Communication Methods and Measures ( IF 6.3 ) Pub Date : 2022-12-12 , DOI: 10.1080/19312458.2022.2151579 Christina Viehmann 1 , Tilman Beck 2 , Marcus Maurer 1 , Oliver Quiring 1 , Iryna Gurevych 2
ABSTRACT
Supervised machine learning (SML) provides us with tools to efficiently scrutinize large corpora of communication texts. Yet, setting up such a tool involves plenty of decisions starting with the data needed for training, the selection of an algorithm, and the details of model training. We aim at establishing a firm link between communication research tasks and the corresponding state-of-the-art in natural language processing research by systematically comparing the performance of different automatic text analysis approaches. We do this for a challenging task – stance detection of opinions on policy measures to tackle the COVID-19 pandemic in Germany voiced on Twitter. Our results add evidence that pre-trained language models such as BERT outperform feature-based and other neural network approaches. Yet, the gains one can achieve differ greatly depending on the specific merits of pre-training (i.e., use of different language models). Adding to the robustness of our conclusions, we run a generalizability check with a different use case in terms of language and topic. Additionally, we illustrate how the amount and quality of training data affect model performance pointing to potential compensation effects.
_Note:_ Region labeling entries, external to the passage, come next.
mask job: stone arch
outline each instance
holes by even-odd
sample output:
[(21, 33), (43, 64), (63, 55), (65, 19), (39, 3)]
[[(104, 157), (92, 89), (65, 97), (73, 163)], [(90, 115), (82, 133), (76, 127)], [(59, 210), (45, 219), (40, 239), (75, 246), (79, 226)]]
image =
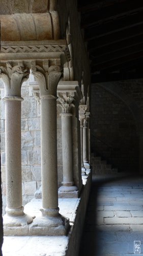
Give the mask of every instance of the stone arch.
[(116, 82), (98, 83), (95, 84), (108, 91), (114, 96), (121, 100), (127, 106), (132, 113), (135, 120), (139, 137), (139, 172), (143, 172), (143, 118), (142, 111), (131, 96), (128, 95)]

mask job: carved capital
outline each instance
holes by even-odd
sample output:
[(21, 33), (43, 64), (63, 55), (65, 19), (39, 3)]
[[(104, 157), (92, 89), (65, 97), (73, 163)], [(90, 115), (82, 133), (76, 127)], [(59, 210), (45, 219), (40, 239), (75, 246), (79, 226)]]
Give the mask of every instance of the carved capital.
[(88, 127), (88, 120), (86, 117), (83, 119), (83, 126), (84, 128), (87, 128)]
[(58, 83), (62, 75), (60, 61), (55, 60), (51, 63), (48, 60), (44, 60), (40, 65), (33, 61), (31, 63), (31, 70), (39, 85), (40, 96), (56, 97)]
[(0, 77), (5, 84), (5, 96), (21, 96), (22, 82), (28, 78), (30, 71), (22, 62), (12, 66), (7, 62), (5, 66), (0, 66)]
[(83, 126), (83, 120), (85, 118), (85, 115), (84, 113), (79, 113), (79, 120), (80, 122), (80, 126)]
[(80, 104), (80, 105), (79, 105), (79, 111), (84, 112), (84, 113), (85, 113), (88, 109), (88, 105), (83, 105)]
[(62, 113), (70, 113), (72, 106), (74, 104), (72, 102), (74, 101), (74, 98), (71, 96), (67, 96), (65, 94), (64, 96), (59, 96), (58, 101), (60, 103), (60, 106), (62, 109)]

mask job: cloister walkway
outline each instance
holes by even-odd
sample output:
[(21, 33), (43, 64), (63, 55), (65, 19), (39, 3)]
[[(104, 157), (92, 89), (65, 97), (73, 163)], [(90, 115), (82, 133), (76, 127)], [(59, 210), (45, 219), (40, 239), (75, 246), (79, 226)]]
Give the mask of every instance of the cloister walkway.
[(143, 177), (94, 176), (79, 256), (136, 253), (143, 255)]

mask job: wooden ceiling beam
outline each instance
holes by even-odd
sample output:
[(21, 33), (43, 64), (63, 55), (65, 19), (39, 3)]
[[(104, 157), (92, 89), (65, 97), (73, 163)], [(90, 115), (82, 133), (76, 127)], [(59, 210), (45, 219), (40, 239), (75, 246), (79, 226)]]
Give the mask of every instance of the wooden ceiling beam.
[(117, 3), (111, 6), (93, 10), (81, 16), (82, 28), (93, 25), (96, 23), (102, 23), (108, 20), (115, 19), (132, 13), (139, 11), (143, 8), (143, 2), (139, 0), (127, 0), (123, 3)]
[(134, 65), (136, 61), (139, 60), (140, 58), (143, 58), (143, 50), (138, 53), (124, 56), (113, 60), (110, 60), (101, 64), (92, 64), (92, 73), (99, 72), (101, 71), (108, 70), (108, 72), (111, 72), (113, 70), (117, 70), (121, 69), (123, 65), (128, 66), (129, 65)]
[(120, 81), (122, 80), (135, 79), (143, 78), (142, 72), (116, 73), (112, 74), (104, 73), (100, 75), (93, 74), (91, 76), (91, 83), (110, 82), (113, 81)]
[(91, 56), (101, 56), (106, 53), (112, 54), (120, 50), (128, 48), (129, 47), (137, 46), (143, 42), (143, 34), (121, 41), (112, 43), (105, 46), (98, 46), (94, 48), (88, 49)]
[(100, 37), (94, 38), (88, 41), (88, 49), (105, 47), (112, 44), (121, 42), (126, 39), (132, 39), (135, 36), (143, 34), (143, 25), (134, 27), (122, 31), (113, 33)]
[(110, 34), (122, 31), (143, 24), (143, 11), (135, 14), (126, 16), (121, 19), (88, 27), (84, 29), (84, 39), (89, 41), (91, 38), (98, 38)]
[(123, 50), (117, 49), (117, 51), (112, 53), (107, 53), (104, 55), (97, 57), (91, 56), (90, 59), (93, 63), (96, 63), (97, 65), (100, 65), (107, 62), (109, 62), (111, 60), (117, 60), (121, 57), (128, 57), (128, 56), (137, 53), (142, 51), (143, 49), (143, 42), (132, 47), (128, 46), (128, 48)]

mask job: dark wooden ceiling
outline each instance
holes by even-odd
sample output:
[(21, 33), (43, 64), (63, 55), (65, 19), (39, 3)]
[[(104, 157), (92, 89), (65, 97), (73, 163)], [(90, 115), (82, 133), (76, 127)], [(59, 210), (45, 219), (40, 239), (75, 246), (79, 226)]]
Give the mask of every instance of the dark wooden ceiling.
[(77, 2), (92, 82), (143, 78), (143, 1)]

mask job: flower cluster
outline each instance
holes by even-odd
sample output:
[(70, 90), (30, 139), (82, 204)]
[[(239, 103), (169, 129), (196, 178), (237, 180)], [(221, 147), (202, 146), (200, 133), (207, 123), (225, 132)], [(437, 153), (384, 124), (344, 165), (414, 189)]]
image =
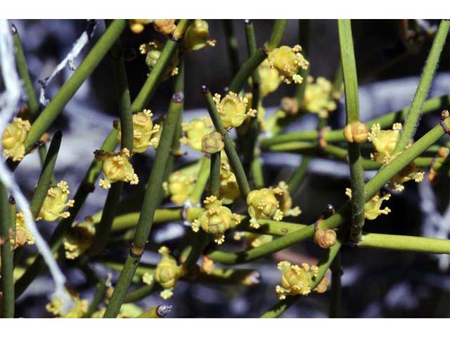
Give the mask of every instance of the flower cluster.
[(207, 116), (184, 123), (181, 128), (184, 132), (184, 136), (180, 139), (180, 142), (182, 144), (187, 144), (193, 149), (201, 151), (203, 137), (213, 131), (212, 126), (212, 121)]
[[(133, 114), (133, 153), (143, 153), (158, 143), (155, 135), (160, 130), (160, 125), (153, 124), (153, 115), (151, 111), (147, 109)], [(114, 121), (113, 127), (119, 132), (117, 141), (120, 142), (122, 132), (119, 121)]]
[(161, 298), (168, 299), (174, 294), (173, 289), (183, 273), (167, 246), (161, 246), (158, 252), (162, 257), (156, 266), (153, 277), (164, 288), (160, 294)]
[(240, 96), (233, 92), (229, 92), (221, 99), (221, 97), (216, 94), (213, 99), (225, 129), (239, 127), (248, 118), (256, 116), (255, 109), (248, 108), (247, 97)]
[(302, 83), (303, 77), (298, 74), (300, 69), (307, 70), (309, 63), (302, 55), (302, 47), (295, 45), (291, 48), (281, 46), (269, 53), (267, 59), (271, 68), (276, 68), (280, 73), (281, 79), (287, 84)]
[[(153, 41), (148, 44), (141, 44), (139, 46), (139, 51), (141, 54), (146, 55), (146, 63), (148, 66), (148, 68), (151, 70), (156, 65), (160, 56), (161, 56), (161, 51), (162, 46), (157, 42)], [(167, 68), (167, 70), (162, 75), (162, 80), (167, 80), (171, 76), (174, 76), (178, 74), (178, 63), (179, 58), (177, 54), (175, 54), (170, 60), (169, 66)]]
[(111, 183), (118, 181), (128, 182), (130, 184), (139, 182), (138, 175), (129, 163), (129, 151), (127, 148), (121, 149), (118, 153), (96, 150), (96, 158), (103, 163), (104, 178), (100, 180), (98, 185), (103, 189), (111, 187)]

Based on our results, we derive important practical recommendations for setting up such SML tools to study communication texts.
中文翻译:
调查数字媒体中公共政策的意见:建立用于立场分类的监督机器学习工具
摘要
监督机器学习 (SML) 为我们提供了有效审查大型通信文本语料库的工具。然而,建立这样一个工具涉及大量决策,从训练所需的数据、算法的选择以及模型训练的细节开始。我们的目标是通过系统地比较不同自动文本分析方法的性能,在传播研究任务与自然语言处理研究中相应的最新技术之间建立牢固的联系。我们这样做是为了完成一项具有挑战性的任务——立场检测 Twitter 上表达的关于德国应对 COVID-19 大流行的政策措施的意见。我们的结果进一步证明,BERT 等预训练语言模型的性能优于基于特征的方法和其他神经网络方法。然而,根据预训练的具体优点(即使用不同的语言模型),人们可以获得的收益会有很大差异。为了增加我们结论的稳健性,我们在语言和主题方面对不同的用例进行了普遍性检查。此外,我们还说明了训练数据的数量和质量如何影响模型性能,并指出了潜在的补偿效应。根据我们的结果,我们得出了建立此类 SML 工具来研究通信文本的重要实用建议。我们说明了训练数据的数量和质量如何影响模型性能,并指出潜在的补偿效应。根据我们的结果,我们得出了建立此类 SML 工具来研究传播文本的重要实用建议。我们说明了训练数据的数量和质量如何影响模型性能,并指出潜在的补偿效应。根据我们的结果,我们得出了建立此类 SML 工具来研究传播文本的重要实用建议。